Desde o início do Dilma-2, três meses atrás, o país enfrenta uma turbulência jamais vista em início de qualquer governo, sem qualquer transparência quanto ao futuro que nos aguarda. As manifestações de rua no último domingo, Brasil afora, podem servir de termômetro para a febre que pode transformar o país em área politicamente pandêmica.

 Muito se tem escrito e discutido sobre o momento que vivemos, muitos diagnósticos feitos e poucas ou nenhuma receita de cura prescritas. Fala-se – e não é de hoje – em reforma política, como se esta fosse o remédio para todos os males. Não me parece seja. E a razão é que a dita seria “orquestrada” pelas raposas que tomam contam do galinheiro, ou seja, os congressistas, os quais dificilmente deixariam de agir em causa própria.

 Não tenho observado qualquer manifestação em prol do parlamentarismo, instituído no século XIII na Inglaterra e lá mantido até hoje. O Brasil já teve duas experiências com o sistema – emergenciais – em 1847 e 1961. Ambas decepcionantes por trombar de frente com nossa cultura, segundo alguns. No entanto, eis alguns dos países cujo sistema de governo é parlamentarista: Alemanha, Austrália, Bélgica, Canadá, Espanha, Egito, Finlândia, Grécia, Holanda, Inglaterra, Índia, Itália, Islândia, Israel, Japão, Noruega, Portugal, China, Suécia. Alguma dúvida?

 Se nosso sistema presidencialista, dotado de poderes imperiais, governança por medidas provisórias para facilitar interesses entre congressistas e poder executivo com barganhas deletérias para o país, estímulos à corrupção desenfreada – fruto de um sistema eleitoral capenga – não funciona, então por que se insistir em um modelo falido?

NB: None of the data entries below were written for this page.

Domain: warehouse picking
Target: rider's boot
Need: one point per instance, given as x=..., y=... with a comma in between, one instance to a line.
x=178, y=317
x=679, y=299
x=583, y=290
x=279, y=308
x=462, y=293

 O mundo mudou muito na última década! Atente-se que a recuperação econômica global continua “muito lenta, muito frágil e muito desigual”, como afirmou no dia 16 a diretora-gerente do FMI (Fundo Monetário Internacional), Christine Lagarde, na Índia.

 Por aqui, em palestra recente, o ministro da Fazenda Joaquim Levy defendeu os ajustes feitos pelo governo lembrando: “a situação fiscal do Brasil faz com que o país tenha que equilibrar o BNDES e eliminar mudanças feitas no passado, claramente insustentáveis do ponto de vista fiscal”. Herança do Dilma-1.

 Um sistema o governo que se concentra na pessoa do Primeiro Ministro e seu gabinete, composto por outros ministros, que em última análise são parlamentares, e onde o chefe de Estado é o presidente da República, apenas com determinadas funções de representação, principalmente internacional, mas que não detém poder algum pode vir a ser o caminho. O sistema: parlamentarismo! Acesse www.parlamentarismo.com.br e pondere.